As St. Theresa of Avila once drily remarked, “Lord, if this is how you treat your friends, I do not wonder that you have so few of them.”

Why does this happen? Why do the faithful suffer so? There are two parts to the answer.

The first is that the world hates those who truly live for God. Biblical faith arouses fury and violence like nothing else because it makes us different. The righteousness of believers is a standing rebuke to the unrighteousness of the world, and that causes the worldly powers to lash out in any way they can.

The other reason is that persecution happens because God allows it to, and God allows it for his greater glory. You see, nothing is more glorifying to God than the steadfastness of his faithful people under fire.

So we learn a third lesson about faith: Faith gives you strength. Faith enables otherwise weak men and women to endure suffering, even terrible suffering, for the sake of Jesus Christ.

Most of us know little or nothing about the ancient history to which our writer refers, just as few details of the widespread persecution of Christians today make the newspaper. The heroes of faith are mostly anonymous. But we may be certain their names are known to God, and that every one of them will be remembered by him.

The world continues to persecute those who embrace the gospel. The words of Hebrews describe our own era as accurately as they do Old Testament days.
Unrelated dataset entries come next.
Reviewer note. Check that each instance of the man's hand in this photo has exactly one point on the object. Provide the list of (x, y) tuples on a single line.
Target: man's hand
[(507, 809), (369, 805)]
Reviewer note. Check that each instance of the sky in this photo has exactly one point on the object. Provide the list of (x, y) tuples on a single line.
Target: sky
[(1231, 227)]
Researcher David Barrett estimates that there have been over 40 million Christian martyrs in history, with a fourth of them dying since 1950, just in the last 45 years! This year alone it is thought that as many as 157,000 men, women and children will lay down their lives for their faith in Jesus Christ, and that number continues to grow. These too are those “of whom the world is not worthy.” But, you know, friend, there is another world where such people do belong, and a God who will crown their sufferings with glory.